Over the last few months, I’ve been involved in a lot of discussions about how to make software systems more efficient.
When we look at making software go faster, there are three basic approaches
- Pick a better algorithm
- Rearchitect software to take advantage of hardware
- Write more efficient software.
From about 1974 when Intel introduce the original 8080, up until 2004, conventional wisdom was that writing more efficient software was a losing proposition. By the time the more efficient software was written, Intel’s next generation processor would be released improving your code’s performance. The time you spent on making your software go faster, represented a lost opportunity to add features.
As a result, a generation of software engineers was taught of the evil of premature optimization.
Textbooks, and teachers routinely admonished their students to write correct code, and not efficient and correct code.
Starting in 2005 with the shift to multi-core processors making software go fast was about taking advantage of multiple cores.
Software developers had to adapt their systems to be multi-threaded.
At the same time, software developers noticed that the number of cores per system was limited and to get ever increasing scale, they had to be able to leverage multiple systems.
And thus the era of scale out distributed architectures began.
In this era, software engineers had to create new algorithms and new software architectures, and writing efficient code was still not viewed as an important part of delivering ever faster software.
See from 1974 to 2015, the name of the game was to use more and more hardware to make your software go faster without any consideration to how efficient the software is. From 1974 to 2004, you just waited for the next processor. From 2004 to 2015 you re-architected your software to take advantage of more cores and then later to scale out to more systems.

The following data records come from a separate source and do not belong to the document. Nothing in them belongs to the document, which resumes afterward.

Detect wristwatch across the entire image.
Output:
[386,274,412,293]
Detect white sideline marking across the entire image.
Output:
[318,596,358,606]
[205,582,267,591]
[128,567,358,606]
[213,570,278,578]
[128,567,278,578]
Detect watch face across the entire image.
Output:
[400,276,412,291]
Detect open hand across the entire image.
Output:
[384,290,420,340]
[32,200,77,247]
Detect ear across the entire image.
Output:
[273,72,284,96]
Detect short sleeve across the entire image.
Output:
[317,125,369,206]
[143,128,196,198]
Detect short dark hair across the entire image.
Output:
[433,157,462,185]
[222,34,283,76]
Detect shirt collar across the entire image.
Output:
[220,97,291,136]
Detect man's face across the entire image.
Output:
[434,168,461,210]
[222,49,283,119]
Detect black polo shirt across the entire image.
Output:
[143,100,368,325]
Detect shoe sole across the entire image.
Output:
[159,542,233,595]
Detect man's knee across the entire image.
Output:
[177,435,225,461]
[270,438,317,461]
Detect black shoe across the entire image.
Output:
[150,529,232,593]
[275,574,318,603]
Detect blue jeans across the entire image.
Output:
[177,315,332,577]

And by 2012, writing large scale distributed systems was easy. A combination of established frameworks and patterns made it easy to build a system that scaled to hundreds of systems.

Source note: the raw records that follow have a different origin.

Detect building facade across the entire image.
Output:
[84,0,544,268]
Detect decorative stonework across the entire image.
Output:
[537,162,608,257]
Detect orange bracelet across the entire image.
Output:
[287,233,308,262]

Software engineering had discovered the magic elixir to ever increasing performance. We could harness an increasingly large number of systems combined with multi-threaded code to get infinite performance.

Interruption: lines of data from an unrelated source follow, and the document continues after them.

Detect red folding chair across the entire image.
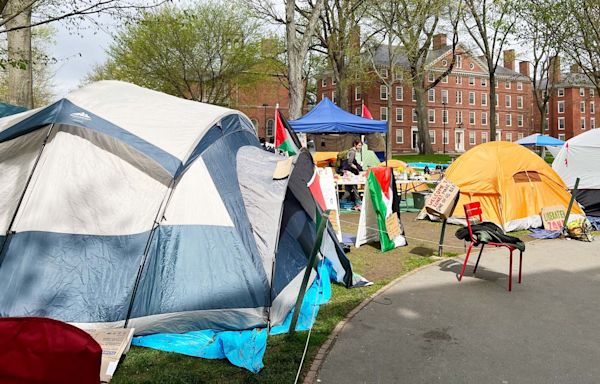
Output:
[458,201,523,292]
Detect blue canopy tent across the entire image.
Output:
[516,133,565,147]
[289,97,387,134]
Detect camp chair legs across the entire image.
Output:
[458,243,523,292]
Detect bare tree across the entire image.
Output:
[463,0,517,141]
[245,0,325,119]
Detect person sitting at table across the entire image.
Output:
[342,140,362,210]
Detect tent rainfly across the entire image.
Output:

If the 1975-2004 era made writing efficient code of dubious value, the scale-out age made it even more questionable because you could just add more systems to improve performance.
High-level languages, coupled with clever system architectures could make anyone deliver an application at scale with minimal effort.
Was this the end of history?
It turns out that large scale-out systems are expensive. Much like processors hit a power wall, massive data centers that consume huge amounts of energy are expensive. And companies started to wonder how do I reduce the power bill?
And the answer was to make the code go more efficiently. And we saw things like Hip-hop emerge, and Rust. Hip-hop tried to optimize code. Rust tries to provide a better language for writing efficient code. And in parallel we see programming languages like Node.js and Go become popular because they allow for more efficient code.
Software efficiency has become valuable again. The third pillar of software performance after a 40-year wait is the belle of the ball.
And what is interesting is that the software systems of the last 40 years are ridiculously inefficient. Software engineers assumed hardware was free. And because software engineers made that assumption, large chunks of software are very inefficient.
The challenge facing our industry is that to improve the efficiency of software we will either have to rewrite the software or figure out how to automatically improve performance without relying on hardware. No white knight is coming to save us.
And we are now looking at the world where performance and scale are not just going to be a function of the algorithms, and the architectures, but of the constants. And in this brave new world, writing efficient and correct code will be the name of the game.
We will not only have to scale out and up, we will also have to do so efficiently.
Put differently, perhaps there is no longer such a thing as a premature optimization?